Cadaveric pituitaryderived growth hormone delivery influences iatrogenic 
Alzheimers Disease
Recipients of cadaver-derived pituitary growth hormone (c-hGH) developed biomarker changes in the realm of Alzheimer’s disease (AD).

A recent Nature Medicine study showed that recipients of cadaver-derived pituitary growth hormone (c-hGH) developed biomarker changes in the realm of Alzheimer’s disease (AD). This study indicates the association between c-hGH and AD.

Study: Iatrogenic Alzheimer’s disease in recipients of cadaveric pituitary-derived growth hormone. Image Credit: Gorodenkoff/Shutterstock.com

Background

Prions are pathogenic agents that induce abnormal folding in prion protein (PrPC) that are abundantly present in the brain. In mammals, prions cause neurodegenerative diseases.

Diverse strains of prions have been identified to exhibit variance in fibril structure. Each structural variation accounts for specific clinicopathological disease phenotypes.

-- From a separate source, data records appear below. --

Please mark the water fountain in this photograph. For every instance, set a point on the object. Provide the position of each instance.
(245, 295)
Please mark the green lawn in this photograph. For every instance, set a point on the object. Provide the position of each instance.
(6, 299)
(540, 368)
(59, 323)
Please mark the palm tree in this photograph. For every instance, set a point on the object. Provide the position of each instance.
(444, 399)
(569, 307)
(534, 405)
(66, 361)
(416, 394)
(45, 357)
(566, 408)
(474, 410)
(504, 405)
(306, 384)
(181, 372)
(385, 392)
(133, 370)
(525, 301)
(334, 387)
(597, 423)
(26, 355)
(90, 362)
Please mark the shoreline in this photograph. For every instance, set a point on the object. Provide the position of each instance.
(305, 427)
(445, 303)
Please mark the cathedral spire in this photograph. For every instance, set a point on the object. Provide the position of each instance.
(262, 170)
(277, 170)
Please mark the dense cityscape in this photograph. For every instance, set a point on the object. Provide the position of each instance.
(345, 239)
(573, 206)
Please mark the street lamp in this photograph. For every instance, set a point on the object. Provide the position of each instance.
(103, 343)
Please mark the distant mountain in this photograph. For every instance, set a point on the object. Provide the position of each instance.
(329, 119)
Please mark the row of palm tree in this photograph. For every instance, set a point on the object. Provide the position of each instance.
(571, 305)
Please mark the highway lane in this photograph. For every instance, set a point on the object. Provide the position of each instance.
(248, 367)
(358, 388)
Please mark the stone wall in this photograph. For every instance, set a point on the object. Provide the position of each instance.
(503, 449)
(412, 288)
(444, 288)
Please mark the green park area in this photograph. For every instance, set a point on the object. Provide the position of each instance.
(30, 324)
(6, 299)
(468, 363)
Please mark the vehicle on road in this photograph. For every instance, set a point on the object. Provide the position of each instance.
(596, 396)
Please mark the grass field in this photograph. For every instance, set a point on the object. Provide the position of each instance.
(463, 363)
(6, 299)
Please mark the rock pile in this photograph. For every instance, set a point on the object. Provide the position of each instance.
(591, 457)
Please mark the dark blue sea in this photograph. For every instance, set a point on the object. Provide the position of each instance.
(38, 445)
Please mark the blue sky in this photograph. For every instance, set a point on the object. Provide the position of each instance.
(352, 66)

Creutzfeldt–Jakob disease (CJD) is a sporadic condition caused by infectious prions. Besides CJD, all other prion diseases are caused by mutations in the autosomal prion protein gene (PRNP).

The prevalence of acquired or iatrogenic CJD is rare; it may occur due to accidental inoculation during a surgical procedure. Around 200 cases of iatrogenic CJD have been recorded globally that happened as a consequence of c-hGH treatment during childhood.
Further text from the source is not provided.